Researchers Dig Garbage, Flesh Out Colonial Boston History


John Carnes, an 18th-Century pewter-smith who lived in the city’s North End, married twice, had 14 children with his first wife and paid for one son’s tuition at Harvard with pewter forks and knives.

Historians have known all that for a long time, thanks to various documents.

Now they’re sorting through his garbage to learn his shoe size and what he ate for dinner. Looks like he had a healthy ego too.

“He had wine bottles with a seal with his own name,” said Elena Decima, project manager for a company digging up the remains of an old colonial neighborhood. “Usually you just had initials . . . so he must have thought well of himself.”


The discoveries are part of more than 150,000 artifacts recovered from beneath a parking lot in the city’s North End.
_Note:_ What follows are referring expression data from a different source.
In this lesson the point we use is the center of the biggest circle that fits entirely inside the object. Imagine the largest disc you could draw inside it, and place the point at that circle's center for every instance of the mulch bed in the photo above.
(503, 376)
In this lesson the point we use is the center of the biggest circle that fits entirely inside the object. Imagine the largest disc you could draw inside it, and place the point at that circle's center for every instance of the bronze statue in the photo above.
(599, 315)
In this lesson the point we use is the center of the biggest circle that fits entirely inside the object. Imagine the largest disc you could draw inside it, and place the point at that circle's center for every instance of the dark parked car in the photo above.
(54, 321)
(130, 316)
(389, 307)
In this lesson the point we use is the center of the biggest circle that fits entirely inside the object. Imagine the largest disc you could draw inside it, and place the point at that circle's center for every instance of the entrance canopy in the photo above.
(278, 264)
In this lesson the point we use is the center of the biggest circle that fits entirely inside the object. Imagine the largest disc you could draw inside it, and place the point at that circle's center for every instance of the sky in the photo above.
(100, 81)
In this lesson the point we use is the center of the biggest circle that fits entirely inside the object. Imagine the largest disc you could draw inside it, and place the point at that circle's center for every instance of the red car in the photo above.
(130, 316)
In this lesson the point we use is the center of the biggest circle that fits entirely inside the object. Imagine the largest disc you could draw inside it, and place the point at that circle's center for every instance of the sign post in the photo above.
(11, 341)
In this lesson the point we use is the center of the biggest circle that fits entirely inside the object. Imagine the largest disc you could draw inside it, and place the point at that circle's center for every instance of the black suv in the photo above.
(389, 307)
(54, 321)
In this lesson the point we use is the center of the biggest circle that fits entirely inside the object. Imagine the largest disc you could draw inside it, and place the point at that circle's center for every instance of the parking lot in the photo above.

A team of archeologists is examining and preserving remnants of the 2-square-block area, which needs to be cleared to make way for the $7.7-billion Central Artery-Third Harbor Tunnel, the costliest highway project in the nation’s history. They dug 3 to 6 feet under the lot to find the crumbled walls and drains.

Many of the items have been found in about a half-dozen brick privies, all-purpose outhouses and garbage dumps that residents used in the 1600s and early 1700s, said Decima of Timelines Inc. They include parts of leather shoes, long-stem clay pipes, bottles for herbal medicines, surgical instruments, bone combs and buttons, a George I halfpenny, animal bones and china fragments.

At the time, the North End was an upper-middle-class neighborhood of homeowners who kept stables of horses, Decima said. As the city grew, many of those families moved out, leaving the North End to tradesmen and tenants.


When Timelines excavates the last privy this summer, the archeologists hope to find parasites, evidence of diseases the colonists may have suffered. They also will examine pollen to find out what kinds of plants the colonists grew.

Decima hopes that researchers will finish preserving and cataloguing their finds by early next year.